La transformation du rôle du manager devrait être la clé de voûte des entretiens d’évaluation ! Cette attitude requiert, pour plus d’efficience et de sens, de ne plus se positionner en tant que « contrôleur »,  mais plutôt en tant « qu’accompagnant », régulier, avec une capacité d’écoute, de la réactivité/proactivité. Le manager d’aujourd’hui, face à la complexité des marchés et des organisations, devrait se positionner en tant que « servant leader » (un leader au service de ses collaborateurs), à l’image de ce qui se passe dans les entreprises dites « libérées ».

Ces organisations, au management horizontal, sont moins complexes, les managers sont des accompagnateurs, et rares sont les individus qui demandent à être contrôlés. Le vrai paradoxe tout de même est que dès l’école primaire, il nous est enseigné de devenir indépendant et autonome. Alors qu’aujourd’hui encore, la plupart des organisations sont construites sur le postulat inverse…

Vous relevez ainsi la nécessité de sortir de la rigidité des modèles d’évaluation et d’opter pour une flexibilité

La flexibilité permet une réelle conversation dans laquelle on introduit les renseignements quant aux possibilités d’évolution de carrière. Ce qui est fait est fait. Il est impératif de regarder vers l’avenir, y compris lorsque les difficultés sont grandes. L’opportunité est de penser les choses autrement… La réelle conversation, faite d’écoute et d’empathie (se mettre à la place de…) permet de sortir des situations d’ornière. C’est la condition de la qualité de la relation au client, au produit ou au service. De même, je m’investis parce que cela m’intéresse : moins un collaborateur se sent infantilisé ou pointé du doigt, plus il se responsabilise.

Les conseils de l’étude Deloitte enfin portent notamment sur la formation des managers pour mieux gérer un feed-back positif et constructif

Le sentiment de « perte de sens » au travail n’est pas récent.
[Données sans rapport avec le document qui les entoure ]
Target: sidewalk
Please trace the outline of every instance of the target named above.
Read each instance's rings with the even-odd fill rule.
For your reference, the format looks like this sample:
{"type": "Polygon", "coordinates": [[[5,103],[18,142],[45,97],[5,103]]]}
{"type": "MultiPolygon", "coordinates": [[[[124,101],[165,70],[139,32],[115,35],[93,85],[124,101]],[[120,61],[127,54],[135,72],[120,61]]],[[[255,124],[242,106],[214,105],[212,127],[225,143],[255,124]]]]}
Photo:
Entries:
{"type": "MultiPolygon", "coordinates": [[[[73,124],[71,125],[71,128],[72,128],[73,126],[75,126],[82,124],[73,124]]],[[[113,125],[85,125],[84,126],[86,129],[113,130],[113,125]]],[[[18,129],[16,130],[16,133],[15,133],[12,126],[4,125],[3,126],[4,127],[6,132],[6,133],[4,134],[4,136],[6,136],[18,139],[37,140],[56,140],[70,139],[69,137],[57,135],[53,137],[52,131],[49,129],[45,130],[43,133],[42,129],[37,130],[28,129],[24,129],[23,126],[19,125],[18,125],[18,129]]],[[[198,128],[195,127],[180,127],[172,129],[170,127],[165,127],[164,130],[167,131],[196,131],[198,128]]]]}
Depuis toujours, les individus se sont approprié leur métier. Dans la théorie des organisations, nombre de recherches prônent le mode participatif, car il est très différent d’avoir du pouvoir SUR les individus et d’avoir du pouvoir AVEC ses collaborateurs comme le stipulait Mary Parker-Follett, dès le début du XXe siècle... Dans ce cas, le manager devient légitime et non coercitif.